Research2026

Unhosted — Decentralized LLM inference

A Rust-based runtime that pools heterogeneous hardware — MacBooks, gaming PCs, home servers, and an opt-in public swarm of strangers' GPUs — into a single inference cluster behind one endpoint, across CUDA, Metal, and ROCm. Three trust radii (local / trusted / public): the first two are free forever; the third is a USDC-priced safety net used only when the local circle can't fulfill a request. Currently pre-alpha with single-host inference, LAN clustering, mDNS peer discovery + pairing, and model management shipped; VRAM-pooling via llama.cpp's RPC backend is in active build. Co-maintained with the original author Ankur Sinha; my scope covers infrastructure, developer experience, and documentation.
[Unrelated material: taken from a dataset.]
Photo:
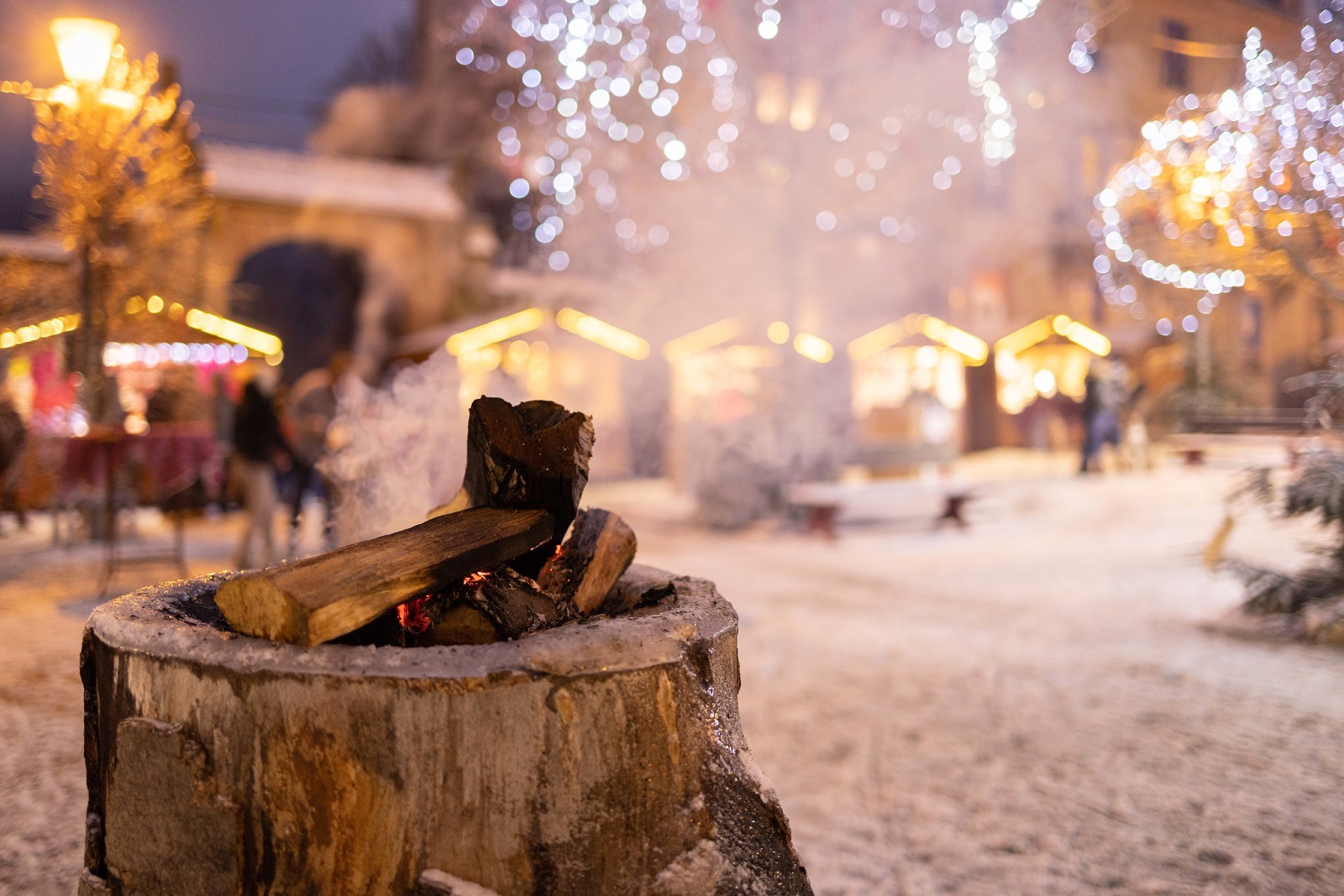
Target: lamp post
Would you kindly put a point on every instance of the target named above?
(118, 174)
(85, 47)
Unhosted — Decentralized LLM inference preview

Technology stack

Rust 2021llama.cppGGUFmDNSWireGuardCUDAMetalROCmAGPL-3.0
01

Problem statement

Frontier-class language-model inference is almost always rented from someone else's datacenter. That's a defensible business model and a bad default — it ties personal compute, privacy, and cost to a handful of hosted endpoints. Most people already own enough silicon collectively (laptops, gaming PCs, home servers, idle workstations) to run a 70B-class model if the orchestration existed to pool it. Unhosted is the orchestration: one endpoint that routes inference across hardware you own first, friends and family second, and a paid public swarm only as a last resort.

02

Dataset & data

Not a model-training project. The "data" here is the network topology: heterogeneous nodes across CUDA / Metal / ROCm, variable VRAM budgets, intermittent availability, and latency that ranges from sub-millisecond on LAN to tens of milliseconds across the internet. Routing decisions depend on per-node capacity introspection, peer-trust state, and a configurable price ceiling for the public-swarm fallback (USDC per token).

03

Architecture & design

Rust runtime that wraps llama.cpp's llama-server for per-host inference and uses its RPC backend (GGML_RPC) for cross-node VRAM pooling so layers of a single model can split across a MacBook and a 4090. mDNS for LAN peer discovery; a one-click pair flow handles trusted peers over WireGuard-style end-to-end encryption with no public exposure. The public swarm is designed around optimistic verification plus redundancy now, with zero-knowledge proofs as a future affordability bet. Three trust radii (local / trusted / public) sit behind one CLI surface — the user picks how far the radius goes by setting a price ceiling, not by choosing a backend.

04

Training pipeline

No training. The engineering work is in the runtime, the routing layer, and the trust model: hot-reloading request routing when peers come and go, layer-splitting that survives node disappearance, idempotent retries across the swarm, and an audit trail for public-swarm requests that protects both the requester and the GPU provider. License is AGPL-3.0 specifically so the code stays auditable and forkable but can't be wrapped as a closed paid service.

05

Results & performance

Pre-alpha. Single-host inference (v0.0.1), LAN cluster with round-robin routing (v0.0.2), mDNS peer discovery + pairing + model management (v0.0.3) all shipped end to end. VRAM-pooling (v0.0.4+), trusted-peer pairing (v0.1.0), web UI + Tauri desktop app (v0.1.0+ / v0.2.0+), and the USDC-priced public swarm (v0.3.0+) are next. No public benchmarks yet — reproducible scripts and honest tokens-per-second numbers land in benchmarks/ as soon as any are real.